Aleksandr Solzhenitsyn died in 2008. Solzhenitsyn has became lost to popular memory, but he was once quite famous, specifically for writing about his experiences as a prisoner in the Soviet Gulag. He was a dissident, eloquent and empathetic in his writing, winning the Nobel Prize in 1970. He escaped the USSR in the 1970s but returned to Russia shortly after the Soviet Union’s collapse.
His most famous work, the Gulag Archipelago, chronicles his prison camp experience. One paragraph from that book has stuck with me since I was a teenager. I remembered it again when the Iraq war began to unravel and Bush raged earnestly about “evildoers” and the “The Axis of Evil” in the Middle East. I remembered it again recently, in the current world of ‘left’ vs. ‘right’, ‘cancel culture’, and the general obsession with defining the good and bad, the enlightened and ignorant.
Here’s that paragraph:
If only there were evil people somewhere insidiously committing evil deeds, and it were necessary only to separate them from the rest of us and destroy them.

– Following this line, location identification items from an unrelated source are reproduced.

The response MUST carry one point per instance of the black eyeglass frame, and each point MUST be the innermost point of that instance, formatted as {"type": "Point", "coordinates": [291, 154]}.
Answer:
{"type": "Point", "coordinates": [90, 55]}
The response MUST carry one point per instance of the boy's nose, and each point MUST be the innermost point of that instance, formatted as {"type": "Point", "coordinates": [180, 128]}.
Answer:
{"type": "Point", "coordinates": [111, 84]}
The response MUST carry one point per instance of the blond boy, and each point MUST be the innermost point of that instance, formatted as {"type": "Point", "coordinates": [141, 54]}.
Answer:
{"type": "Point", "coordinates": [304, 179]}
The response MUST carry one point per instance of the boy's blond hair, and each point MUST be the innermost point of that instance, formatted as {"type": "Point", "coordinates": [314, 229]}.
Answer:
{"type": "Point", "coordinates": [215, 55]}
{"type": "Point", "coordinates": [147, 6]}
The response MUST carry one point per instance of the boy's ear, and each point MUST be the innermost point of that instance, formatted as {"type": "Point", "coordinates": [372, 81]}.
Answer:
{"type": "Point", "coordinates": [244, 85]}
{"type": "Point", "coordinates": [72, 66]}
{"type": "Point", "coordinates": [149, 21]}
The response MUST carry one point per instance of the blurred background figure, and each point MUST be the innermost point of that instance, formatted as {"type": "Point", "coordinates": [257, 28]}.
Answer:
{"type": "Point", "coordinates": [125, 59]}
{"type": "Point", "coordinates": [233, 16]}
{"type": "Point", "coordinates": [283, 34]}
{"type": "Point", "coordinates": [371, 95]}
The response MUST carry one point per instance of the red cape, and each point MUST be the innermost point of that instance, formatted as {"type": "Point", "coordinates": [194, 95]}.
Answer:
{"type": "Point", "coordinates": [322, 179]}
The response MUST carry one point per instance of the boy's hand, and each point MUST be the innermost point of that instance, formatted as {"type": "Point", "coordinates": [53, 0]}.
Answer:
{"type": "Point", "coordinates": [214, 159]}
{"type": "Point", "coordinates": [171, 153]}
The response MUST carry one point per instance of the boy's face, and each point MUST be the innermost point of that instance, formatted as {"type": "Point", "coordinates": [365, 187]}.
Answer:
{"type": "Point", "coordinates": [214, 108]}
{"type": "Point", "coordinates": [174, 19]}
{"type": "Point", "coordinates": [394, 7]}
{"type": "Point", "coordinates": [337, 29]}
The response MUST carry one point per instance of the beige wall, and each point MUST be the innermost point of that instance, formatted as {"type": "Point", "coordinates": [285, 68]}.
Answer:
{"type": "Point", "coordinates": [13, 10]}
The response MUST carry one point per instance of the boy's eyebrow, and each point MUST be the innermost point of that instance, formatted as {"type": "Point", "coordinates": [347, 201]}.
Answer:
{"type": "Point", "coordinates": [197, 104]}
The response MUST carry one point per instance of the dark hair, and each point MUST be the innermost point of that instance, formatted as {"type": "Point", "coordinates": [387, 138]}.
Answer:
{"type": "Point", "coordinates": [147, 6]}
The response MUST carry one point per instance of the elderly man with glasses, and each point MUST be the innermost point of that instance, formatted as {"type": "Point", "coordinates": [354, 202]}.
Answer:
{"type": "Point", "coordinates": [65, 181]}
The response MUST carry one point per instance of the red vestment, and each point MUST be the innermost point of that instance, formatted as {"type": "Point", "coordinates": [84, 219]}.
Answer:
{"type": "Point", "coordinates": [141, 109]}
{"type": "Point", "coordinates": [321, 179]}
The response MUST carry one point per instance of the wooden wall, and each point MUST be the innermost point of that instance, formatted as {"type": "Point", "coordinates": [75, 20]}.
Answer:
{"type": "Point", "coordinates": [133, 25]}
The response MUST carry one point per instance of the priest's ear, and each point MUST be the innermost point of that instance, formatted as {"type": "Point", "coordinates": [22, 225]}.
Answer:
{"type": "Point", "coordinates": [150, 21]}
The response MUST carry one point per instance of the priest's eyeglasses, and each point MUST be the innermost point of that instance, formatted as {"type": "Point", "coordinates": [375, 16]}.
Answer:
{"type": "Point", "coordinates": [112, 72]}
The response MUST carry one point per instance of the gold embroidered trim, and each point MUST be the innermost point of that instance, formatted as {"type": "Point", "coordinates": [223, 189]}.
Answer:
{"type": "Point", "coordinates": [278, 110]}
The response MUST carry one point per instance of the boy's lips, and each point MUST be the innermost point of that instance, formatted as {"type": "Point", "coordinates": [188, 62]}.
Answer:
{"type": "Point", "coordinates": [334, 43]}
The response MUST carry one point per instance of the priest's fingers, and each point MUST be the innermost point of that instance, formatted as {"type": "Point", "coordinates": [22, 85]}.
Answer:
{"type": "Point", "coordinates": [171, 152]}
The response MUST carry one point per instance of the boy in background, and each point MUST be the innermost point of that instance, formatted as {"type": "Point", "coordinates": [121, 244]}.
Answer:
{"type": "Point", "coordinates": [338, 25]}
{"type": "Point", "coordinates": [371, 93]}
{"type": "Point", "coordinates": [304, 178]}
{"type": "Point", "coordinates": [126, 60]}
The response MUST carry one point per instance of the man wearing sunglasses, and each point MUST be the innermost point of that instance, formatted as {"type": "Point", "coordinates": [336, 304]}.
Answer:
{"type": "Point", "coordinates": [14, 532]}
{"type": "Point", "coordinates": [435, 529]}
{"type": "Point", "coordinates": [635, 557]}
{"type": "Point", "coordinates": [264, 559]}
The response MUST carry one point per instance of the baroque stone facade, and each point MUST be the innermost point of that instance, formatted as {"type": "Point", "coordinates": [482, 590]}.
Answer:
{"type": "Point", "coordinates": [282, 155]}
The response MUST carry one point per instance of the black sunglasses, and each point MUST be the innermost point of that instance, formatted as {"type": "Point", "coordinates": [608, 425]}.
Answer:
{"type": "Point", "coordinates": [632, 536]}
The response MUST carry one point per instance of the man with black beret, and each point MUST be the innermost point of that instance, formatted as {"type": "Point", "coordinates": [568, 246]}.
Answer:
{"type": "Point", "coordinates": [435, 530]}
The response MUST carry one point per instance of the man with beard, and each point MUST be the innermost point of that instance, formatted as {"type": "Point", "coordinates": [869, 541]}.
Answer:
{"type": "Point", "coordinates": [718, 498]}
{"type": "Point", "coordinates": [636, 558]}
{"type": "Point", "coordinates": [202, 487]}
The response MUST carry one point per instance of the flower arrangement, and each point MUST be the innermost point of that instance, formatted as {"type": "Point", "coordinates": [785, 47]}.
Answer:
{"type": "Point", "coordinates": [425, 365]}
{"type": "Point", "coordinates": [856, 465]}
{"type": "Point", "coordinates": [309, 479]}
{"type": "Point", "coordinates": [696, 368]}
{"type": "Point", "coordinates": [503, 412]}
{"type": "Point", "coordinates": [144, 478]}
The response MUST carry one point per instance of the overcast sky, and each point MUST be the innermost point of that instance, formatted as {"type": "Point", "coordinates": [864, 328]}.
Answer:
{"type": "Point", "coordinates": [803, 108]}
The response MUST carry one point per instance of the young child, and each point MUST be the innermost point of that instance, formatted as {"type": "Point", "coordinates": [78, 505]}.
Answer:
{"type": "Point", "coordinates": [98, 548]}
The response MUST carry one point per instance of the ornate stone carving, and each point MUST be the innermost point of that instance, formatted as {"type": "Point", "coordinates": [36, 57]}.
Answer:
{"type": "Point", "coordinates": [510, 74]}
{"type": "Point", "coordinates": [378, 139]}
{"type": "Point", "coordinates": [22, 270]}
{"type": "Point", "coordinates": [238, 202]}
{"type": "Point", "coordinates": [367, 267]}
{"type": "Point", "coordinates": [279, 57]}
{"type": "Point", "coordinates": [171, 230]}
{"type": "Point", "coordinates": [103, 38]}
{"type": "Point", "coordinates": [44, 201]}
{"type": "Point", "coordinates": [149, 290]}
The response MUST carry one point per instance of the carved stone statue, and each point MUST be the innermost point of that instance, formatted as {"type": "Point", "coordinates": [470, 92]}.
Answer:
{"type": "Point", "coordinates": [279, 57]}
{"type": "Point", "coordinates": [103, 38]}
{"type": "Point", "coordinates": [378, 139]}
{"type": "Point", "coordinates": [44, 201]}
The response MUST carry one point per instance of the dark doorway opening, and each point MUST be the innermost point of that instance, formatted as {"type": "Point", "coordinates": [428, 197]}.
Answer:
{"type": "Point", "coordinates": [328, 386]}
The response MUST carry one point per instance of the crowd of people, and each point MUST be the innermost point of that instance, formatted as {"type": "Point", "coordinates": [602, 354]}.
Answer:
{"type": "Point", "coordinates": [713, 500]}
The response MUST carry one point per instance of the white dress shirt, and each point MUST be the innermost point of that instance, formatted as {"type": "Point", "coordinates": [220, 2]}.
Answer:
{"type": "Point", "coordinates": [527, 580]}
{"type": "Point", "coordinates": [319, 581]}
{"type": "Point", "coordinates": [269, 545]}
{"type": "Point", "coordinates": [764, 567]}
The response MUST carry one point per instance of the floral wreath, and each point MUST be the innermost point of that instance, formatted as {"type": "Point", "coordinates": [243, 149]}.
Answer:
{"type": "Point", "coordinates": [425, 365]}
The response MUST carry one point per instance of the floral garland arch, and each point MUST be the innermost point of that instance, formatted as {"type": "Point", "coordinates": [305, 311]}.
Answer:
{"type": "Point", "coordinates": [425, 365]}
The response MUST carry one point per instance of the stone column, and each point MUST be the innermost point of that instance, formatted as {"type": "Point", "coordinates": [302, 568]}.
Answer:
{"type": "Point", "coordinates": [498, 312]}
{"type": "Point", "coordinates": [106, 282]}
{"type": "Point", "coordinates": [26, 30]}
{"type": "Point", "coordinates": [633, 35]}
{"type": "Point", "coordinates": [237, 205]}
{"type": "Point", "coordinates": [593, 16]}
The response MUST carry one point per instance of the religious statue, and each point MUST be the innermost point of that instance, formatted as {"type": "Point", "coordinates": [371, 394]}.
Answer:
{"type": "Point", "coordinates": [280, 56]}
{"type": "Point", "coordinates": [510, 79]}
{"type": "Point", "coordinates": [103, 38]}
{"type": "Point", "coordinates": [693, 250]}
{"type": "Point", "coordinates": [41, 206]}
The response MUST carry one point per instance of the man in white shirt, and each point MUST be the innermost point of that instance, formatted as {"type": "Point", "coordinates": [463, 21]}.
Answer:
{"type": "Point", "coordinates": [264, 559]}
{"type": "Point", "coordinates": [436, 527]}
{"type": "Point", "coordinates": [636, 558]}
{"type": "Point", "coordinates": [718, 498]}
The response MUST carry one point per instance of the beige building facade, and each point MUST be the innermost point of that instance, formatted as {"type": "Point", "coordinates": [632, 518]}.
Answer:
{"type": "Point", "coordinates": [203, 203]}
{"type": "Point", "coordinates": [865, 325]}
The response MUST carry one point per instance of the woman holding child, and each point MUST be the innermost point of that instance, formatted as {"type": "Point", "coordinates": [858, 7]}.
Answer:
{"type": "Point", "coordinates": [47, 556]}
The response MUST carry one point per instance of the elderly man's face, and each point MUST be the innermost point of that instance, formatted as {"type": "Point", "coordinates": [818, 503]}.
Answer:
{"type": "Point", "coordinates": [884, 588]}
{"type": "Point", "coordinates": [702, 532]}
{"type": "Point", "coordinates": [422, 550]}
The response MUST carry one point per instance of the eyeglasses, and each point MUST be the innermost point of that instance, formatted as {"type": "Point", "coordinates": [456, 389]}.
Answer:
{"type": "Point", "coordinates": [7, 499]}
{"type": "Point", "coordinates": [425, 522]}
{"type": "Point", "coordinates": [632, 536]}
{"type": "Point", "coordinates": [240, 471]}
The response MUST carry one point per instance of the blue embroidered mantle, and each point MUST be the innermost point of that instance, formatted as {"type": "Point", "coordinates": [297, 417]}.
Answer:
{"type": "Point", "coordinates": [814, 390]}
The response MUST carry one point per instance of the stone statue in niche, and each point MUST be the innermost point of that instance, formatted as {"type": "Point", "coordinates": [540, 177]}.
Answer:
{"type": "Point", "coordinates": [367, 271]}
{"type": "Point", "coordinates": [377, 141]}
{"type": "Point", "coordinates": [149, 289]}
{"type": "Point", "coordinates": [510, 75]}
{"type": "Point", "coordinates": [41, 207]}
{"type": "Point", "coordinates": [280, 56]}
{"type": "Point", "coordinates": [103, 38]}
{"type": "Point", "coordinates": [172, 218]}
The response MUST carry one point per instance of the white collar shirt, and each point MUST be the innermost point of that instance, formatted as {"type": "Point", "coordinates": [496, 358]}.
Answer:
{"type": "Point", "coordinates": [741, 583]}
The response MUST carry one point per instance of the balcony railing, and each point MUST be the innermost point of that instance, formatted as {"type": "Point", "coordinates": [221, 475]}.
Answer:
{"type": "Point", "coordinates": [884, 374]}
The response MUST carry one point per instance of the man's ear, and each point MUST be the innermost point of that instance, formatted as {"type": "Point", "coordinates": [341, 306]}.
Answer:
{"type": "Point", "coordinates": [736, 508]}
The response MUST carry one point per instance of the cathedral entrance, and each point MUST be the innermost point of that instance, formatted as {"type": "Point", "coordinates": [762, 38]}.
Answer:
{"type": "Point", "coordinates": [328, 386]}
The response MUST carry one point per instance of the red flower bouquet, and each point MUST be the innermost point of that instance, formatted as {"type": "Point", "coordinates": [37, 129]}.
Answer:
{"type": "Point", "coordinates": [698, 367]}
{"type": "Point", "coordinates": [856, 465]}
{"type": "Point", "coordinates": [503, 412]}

But the line dividing good and evil cuts through the heart of every human being. And who is willing to destroy a piece of his own heart? During the life of any heart this line keeps changing place; sometimes it is squeezed one way by exuberant evil and sometimes it shifts to allow enough space for good to flourish. One and the same human being is, at various ages, under various circumstances, a totally different human being. At times he is close to being a devil, at times to sainthood. But his name doesn’t change, and to that name we ascribe the whole lot, good and evil. Socrates taught us: “Know thyself.” Confronted by the pit into which we are about to toss those who have done us harm, we halt, stricken dumb: it is after all only because of the way things worked out that they were the executioners and we weren’t. From good to evil is one quaver, says the proverb. And correspondingly, from evil to good.
That line is a deeply uncomfortable thing for us humans to admit. The stupid and the shameful coexisting with the empathetic and the generous, us moving back and forth across the “line” dividing the two as we make our way through life. But it’s what we do. We desperately want to be acknowledged…good. We seek to make that line sharper rather than softer, to make it a bright line that divides the darkness and light. Yet we repeatedly forget the difference between our beliefs and those of other people and so, as Solzhenitsyn also said, “we confidently judge the whole world according to our own home values.”